Travaglio, ricordo di un Presidente mai amato: sul Fatto la durissima stroncatura di Napolitano

Il direttore del Fatto Quotidiano ripercorre in un editoriale i 70 anni di carriera politica dell’ex capo dello Stato in cui, dice, «non ne ha mai azzeccata una»

Non l’aveva mai amato in vita Giorgio Napolitano, per usare un eufemismo. E non ha cambiato idea di una virgola neppure all’indomani della sua morte. Il direttore de il Fatto Quotidiano Marco Travaglio rompe le righe nei giorni degli omaggi postumi al capo dello Stato che accettò (per primo) il bis ripercorrendo in un lungo editoriale la sua carriera politica, nel corso della quale – sostiene il polemista – Napolitano ha ricoperto tutti i ruoli più importanti della vita pubblica italiana «senza mai azzeccarne una». Una rapida disamina. «Fascista fino alla Liberazione e poi comunista, nel 1956 esalta l’Armata Rossa che soffoca nel sangue la rivolta di Budapest». Anni più tardi, siamo ancora in piena epoca Pci, «partecipa all’espulsione dei dissidenti del Manifesto, critici sull’invasione della Cecoslovacchia. Poi diventa il “comunista preferito” di Kissinger, ma anche della Fininvest. Capo della destra Pci (i “miglioristi”, detti “piglioristi” per le loro arti prensili), fa la guerra a Berlinguer che osa porre la “questione morale” e chiamare Craxi col suo nome: “gangster”». Per Travaglio, è cosa nota, Napolitano ha costituito l’essenza della difesa a priori dei poteri forti contro la varie minacce di scossoni all’ordine costituito. E così la presidenza della Camera, guidata dal 1992 al ’94, fa rima per il direttore del Fatto con il «fiancheggiamento dell’assalto degli impuniti a Mani Pulite» (per aver letto in Aula la lettera del socialista Moroni, suicidatosi perché coinvolto in Tangentopoli). Il primo mandato al Quirinale, invece, con la guerra dichiarata «a tutti i magistrati che indagano sul potere: Woodcock, De Magistris, Robledo, Forleo e i pm di Palermo che hanno scoperto la trattativa Stato-mafia, trascinati alla Consulta perchè intercettando Mancino si sono imbattuti nella sua sacra Voce» (la sua, quanto alla trattativa invece la Cassazione smontò con sentenza definitiva nel 2021 quel teorema assolvendo per non aver commesso il fatto i principali imputati).
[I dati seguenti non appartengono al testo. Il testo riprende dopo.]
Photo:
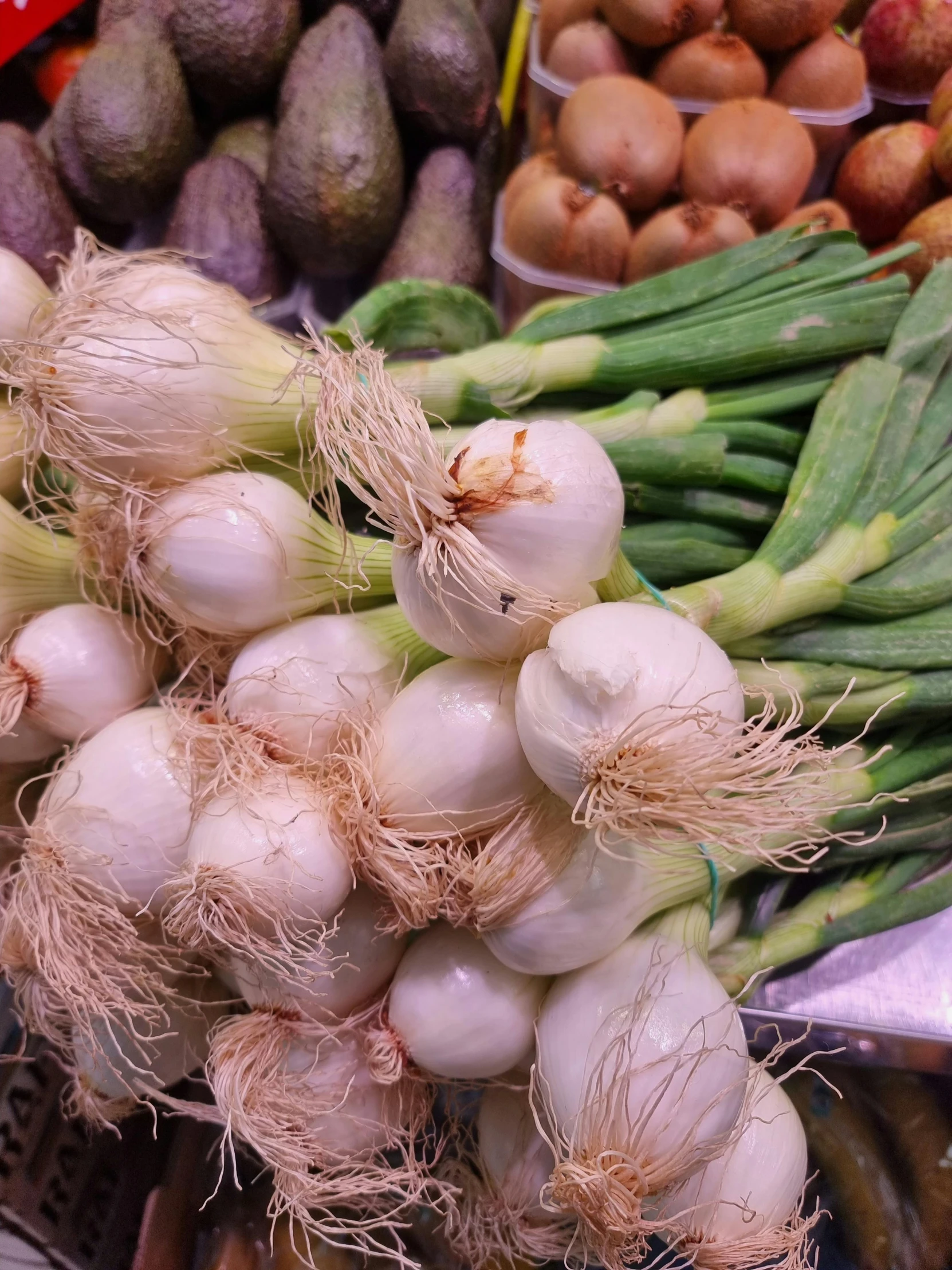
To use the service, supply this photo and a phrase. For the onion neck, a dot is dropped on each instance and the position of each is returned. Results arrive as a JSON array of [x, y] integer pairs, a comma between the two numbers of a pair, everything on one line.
[[396, 637], [689, 925]]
La protezione (a tempo) di Berlusconi e i consigli al veleno a Renzi

Imperdonabili, per Travaglio, anche le troppe strizzate d’occhio di Napolitano a Berlusconi: le larghe intese del centrosinistra con lo storico avversario erano per il giornalista una delle sue missioni fondamentali dal Colle. «Al terzo governo B. la dà sempre vinta, firmando tutte le leggi vergogna (tranne il decreto Englaro). E quando il Caimano ne fa una giusta opponendosi all’attacco Nato in Libia, lo costringe a intrupparsi». Si arriva così, nella ricostruzione del Fatto, alla svolta del 2011, l’insediamento del governo-Monti: Napolitano si decide a scaricare Berlusconi “quando lo salva pure dalla sfiducia dei finiani, rinviandola di due mesi e dandogli tempo di comprare i “responsabili”. Lo scaricherà «solo quando lo farà l’establishment nazionale e internazionale», mentre opera attivamente per «scavare trincee contro i 5Stelle che minacciano l’Ancien Régime di cui è santo patrono e imbalsamatore. Va bene ‘sta democrazia; ma, se il popolo non obbedisce, si abolisce il popolo». Dopo il successo del 5 Stelle alle elezioni del 2013, pur di sbarrare la strada a quei potenziali presidenti che «rispetterebbero gli elettori benedicendo un governo di cambiamento M5S-Pd-Sel, briga per il bis». Una volta ottenuto il quale, «crea in laboratorio il governo Letta con i partiti che han perso le elezioni per tener fuori chi le ha vinte». L’ultimo capolavoro di Napolitano, per Travaglio, è la bruciatura in serie di leader del suo partito di riferimento, il Pd: dopo Walter Veltroni, la “vittima collaterale” dei suoi consigli è per il direttore del Fatto Matteo Renzi. Sarebbe stato proprio Napolitano, infatti, a «imporgli la sua vera fissazione: la riforma costituzionale per verticalizzare vieppiù il potere, come chiedono i poteri finanziari italiani e internazionali». L’inizio della fine, se non altro della stagione dei grandi successi politici, per Renzi. Forse di questo almeno Travaglio sarà grato al fu capo dello Stato?